The gallery’s collection was first accumulated on Long Island, spent time on display in New Hampshire, and fell into a legal dispute in New Orleans before reaching its new home in the midwest. Buckland, who spread knowledge of Gardnerian Wicca in the United States and has written many books on the subject, will be on hand to cut the ribbon to the new gallery.
“This is a real milestone in the long history of the collection,” he said. “I am delighted and, admittedly, very excited about it.” He sketched out the collection’s history, which he said was inspired by Gerald Gardner’s museum.
“It started to really take form in 1966, and I was encouraged with it, after Gerald’s death, by Olwen and Loic (Monique and Campbell Wilson). We still have a few of the bits and pieces that came originally from Gerald’s collection. The museum developed initially in the basement of my house on Long Island, New York, starting to take form in 1964 until it grew to the point where it had to have its own home. That was in 1966, in the building in Bay Shore, New York, where it really thrived. When I later moved up to New Hampshire, it went with me and we had a number of good seasons at Weirs Beach, New Hampshire.
“Then, when I moved back south, it went into storage where it remained until I sold it to Monte Plaisance in New Orleans (I was unable to reopen it myself but didn’t want it to simply sit in storage; it needed to be ‘out there.’) Unfortunately Plaisance turned out to be a very poor choice. He did not come through with the money (forcing a lawsuit), misplaced many of the artifacts, and badly treated or even destroyed others.”
As Buckland recalls, “Rev. Velvet Reith, and her helpers, were instrumental in rescuing the collection and started the job of restoring it. Regrettably Velvet was not able to complete the task before her untimely death last year. At that point Toni Rotonda, of Columbus, Ohio, was able to (again) effect a rescue and bring the collection to Ohio. She found a venue in which to launch the gallery, as a preamble to the whole museum proper, and Steven Intermill has shown himself to be a dedicated and enthusiastic curator. So I very much look forward to the opening at the end of this month, and to the next leg on the journey of the Buckland Museum of Witchcraft and Magick.”
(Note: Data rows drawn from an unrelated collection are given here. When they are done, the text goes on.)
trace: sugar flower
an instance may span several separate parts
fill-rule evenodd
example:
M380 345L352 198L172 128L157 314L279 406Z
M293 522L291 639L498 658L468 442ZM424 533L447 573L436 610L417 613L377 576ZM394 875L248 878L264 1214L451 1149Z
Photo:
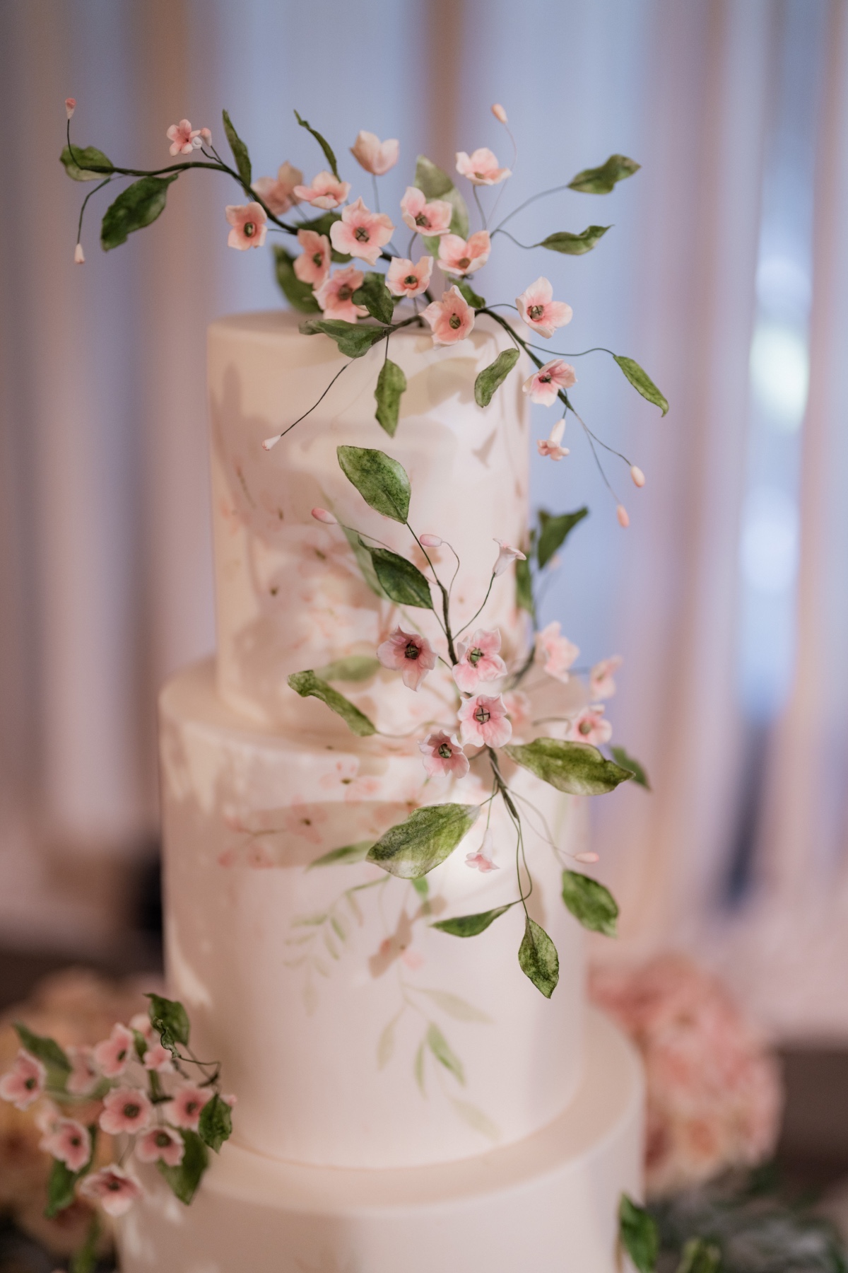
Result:
M477 230L468 239L445 234L439 241L439 265L445 274L474 274L486 265L491 251L488 230Z
M20 1048L11 1069L0 1078L0 1100L10 1101L19 1110L29 1109L43 1092L46 1081L47 1071L38 1058Z
M477 743L478 747L502 747L512 737L512 726L506 714L503 699L478 694L465 699L459 709L463 727L463 742Z
M441 778L445 774L451 778L464 778L468 773L468 756L460 747L459 740L444 729L437 729L420 742L418 751L431 778Z
M338 207L351 192L350 181L339 181L332 172L319 172L308 186L295 186L295 199L313 207Z
M500 648L501 633L497 628L488 631L478 628L468 643L460 642L454 680L464 694L473 694L481 681L496 681L498 676L506 676L506 663L498 654Z
M253 188L275 216L282 216L297 202L295 187L300 186L303 179L304 174L300 168L294 168L286 159L277 168L276 177L257 177Z
M397 137L392 137L389 141L380 141L376 134L365 132L361 129L356 135L356 141L351 146L351 154L356 162L366 172L373 172L375 177L381 177L389 168L394 168L398 162L399 150L400 143Z
M474 311L455 286L442 292L441 300L431 302L421 317L432 327L434 345L455 345L465 340L474 326Z
M409 690L417 690L427 672L432 672L436 666L436 652L427 638L418 633L404 633L403 628L389 633L383 644L378 645L376 657L384 667L400 672L400 679Z
M345 322L356 322L362 318L367 309L365 306L353 304L353 293L362 286L365 275L352 265L343 270L336 270L328 275L320 288L315 290L315 300L324 311L324 318L343 318Z
M385 213L371 213L361 199L350 204L341 222L333 222L329 238L337 252L360 256L369 265L376 265L380 250L392 238L394 225Z
M545 339L551 339L557 327L564 327L571 322L573 313L564 300L553 299L553 288L544 278L525 288L521 295L515 298L515 303L528 327Z
M553 676L563 685L568 680L568 668L580 654L567 636L559 633L559 624L552 622L537 633L537 656L542 658L542 666L548 676Z
M540 402L543 406L553 406L559 390L570 390L577 383L573 367L570 367L562 358L553 358L538 372L534 372L521 386L525 393L530 395L531 402Z
M132 1203L144 1198L144 1189L122 1167L114 1165L85 1176L80 1195L90 1202L99 1202L108 1216L117 1217L126 1216Z
M470 155L458 150L456 172L460 177L468 177L474 186L497 186L505 177L511 176L509 168L498 168L497 159L488 146L479 146Z
M400 215L404 223L411 230L417 230L428 238L446 234L453 214L454 209L446 200L434 199L427 202L423 191L416 186L407 186L406 195L400 200Z
M329 274L329 239L315 230L297 230L297 242L303 253L295 261L295 274L301 283L320 288Z
M402 256L393 256L385 285L393 297L420 297L430 286L432 257L422 256L416 265Z
M268 218L261 204L228 204L224 211L233 227L226 238L228 247L235 247L239 252L249 247L262 247L268 233Z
According to curator Intermill, “It’s a small room, which is why we are calling it the Buckland Gallery. We will try to pack it as tightly as we can with items from the collection, but plan on constantly rotating artifacts in and out so if guests want to visit multiple times there will always be something new to see. We also hope to have a couple small shows throughout the year.”
The museum also has a presence on Instagram and Facebook. An ongoing crowdfunding campaign is “helping with displays, framing, and restoration of some of the objects,” he said. The process of turning the museum into a nonprofit has been started, but is not yet complete.
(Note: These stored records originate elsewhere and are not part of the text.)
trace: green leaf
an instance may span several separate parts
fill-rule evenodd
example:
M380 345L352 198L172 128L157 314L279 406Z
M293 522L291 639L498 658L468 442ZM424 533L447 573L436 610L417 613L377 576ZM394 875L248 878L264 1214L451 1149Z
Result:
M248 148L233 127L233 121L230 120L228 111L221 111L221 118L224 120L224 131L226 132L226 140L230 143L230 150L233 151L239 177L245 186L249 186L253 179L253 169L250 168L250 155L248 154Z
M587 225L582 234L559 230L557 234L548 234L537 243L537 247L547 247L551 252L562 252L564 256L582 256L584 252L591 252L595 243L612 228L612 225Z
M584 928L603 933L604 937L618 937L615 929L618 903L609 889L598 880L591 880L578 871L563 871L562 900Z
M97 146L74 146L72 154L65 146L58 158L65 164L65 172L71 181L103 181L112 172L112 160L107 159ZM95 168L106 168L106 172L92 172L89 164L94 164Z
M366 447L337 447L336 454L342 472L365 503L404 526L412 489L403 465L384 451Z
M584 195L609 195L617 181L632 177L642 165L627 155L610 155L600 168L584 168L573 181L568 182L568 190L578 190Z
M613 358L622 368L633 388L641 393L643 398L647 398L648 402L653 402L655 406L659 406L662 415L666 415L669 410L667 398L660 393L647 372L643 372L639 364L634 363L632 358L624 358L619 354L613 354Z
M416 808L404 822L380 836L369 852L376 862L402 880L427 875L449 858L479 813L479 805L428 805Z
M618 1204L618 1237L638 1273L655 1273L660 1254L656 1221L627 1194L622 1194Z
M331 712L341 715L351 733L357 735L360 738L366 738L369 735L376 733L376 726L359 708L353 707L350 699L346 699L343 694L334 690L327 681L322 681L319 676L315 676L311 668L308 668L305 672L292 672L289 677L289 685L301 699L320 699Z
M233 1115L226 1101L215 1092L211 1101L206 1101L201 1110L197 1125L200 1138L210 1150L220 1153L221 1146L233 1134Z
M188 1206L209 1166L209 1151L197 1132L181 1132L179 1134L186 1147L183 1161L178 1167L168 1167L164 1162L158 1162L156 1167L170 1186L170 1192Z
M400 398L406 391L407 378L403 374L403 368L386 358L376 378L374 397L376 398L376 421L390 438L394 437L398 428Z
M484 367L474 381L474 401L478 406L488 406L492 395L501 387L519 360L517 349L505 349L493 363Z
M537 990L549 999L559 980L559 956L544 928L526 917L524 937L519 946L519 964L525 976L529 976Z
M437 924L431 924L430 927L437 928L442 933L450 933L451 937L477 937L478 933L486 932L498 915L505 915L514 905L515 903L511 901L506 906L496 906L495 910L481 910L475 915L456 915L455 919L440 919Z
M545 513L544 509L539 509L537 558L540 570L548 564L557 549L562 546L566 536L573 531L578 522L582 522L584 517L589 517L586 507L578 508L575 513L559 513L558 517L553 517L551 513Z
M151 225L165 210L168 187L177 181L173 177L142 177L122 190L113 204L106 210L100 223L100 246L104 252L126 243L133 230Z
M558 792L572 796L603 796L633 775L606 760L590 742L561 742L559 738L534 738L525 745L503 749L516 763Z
Intermill has been setting up the first displays with a partner, Jillian. When asked about how they selected which pieces to put into this inaugural show, he admitted that it wasn’t easy.
“There’s so many beautiful pieces in the collection, it’s impossible to whittle down to a favorite. That being said, I’m very excited to display the besom from Gerald Gardner, brought over by Ray from the Isle of Man. It’s hanging in a place of honor in the gallery, and I’m excited to show it off.
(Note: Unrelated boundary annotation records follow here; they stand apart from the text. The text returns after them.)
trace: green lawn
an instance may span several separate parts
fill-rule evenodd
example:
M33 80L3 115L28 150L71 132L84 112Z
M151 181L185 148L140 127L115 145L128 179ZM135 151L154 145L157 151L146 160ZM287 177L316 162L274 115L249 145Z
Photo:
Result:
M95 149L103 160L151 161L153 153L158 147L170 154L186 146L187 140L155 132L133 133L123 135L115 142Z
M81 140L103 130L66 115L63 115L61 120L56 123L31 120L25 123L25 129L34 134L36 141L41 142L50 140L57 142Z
“Jillian has been working on a lot of the jewelry and accessories. She is excited to show Ray’s robe and Lady Rowan’s Gardnerian high priestess bracelet and lunar crescent crown. We’ve been seeing those in photographs for a long time, so a chance to see them in person is exciting. Also some of the unusual things like Buckland Museum-made Ouija boards that were screen printed onto black acrylic, and other fortune-telling tools are going to be fun for people to see.”
The gallery is inside A Separate Reality records at 2678 West 14th Street, Cleveland. It will be open 5-8 p.m. Fridays, noon until 5 p.m. on Saturdays and Sundays. For the ribbon cutting, which is free to the public, the gallery will be open 5-9 p.m. on Apr. 29.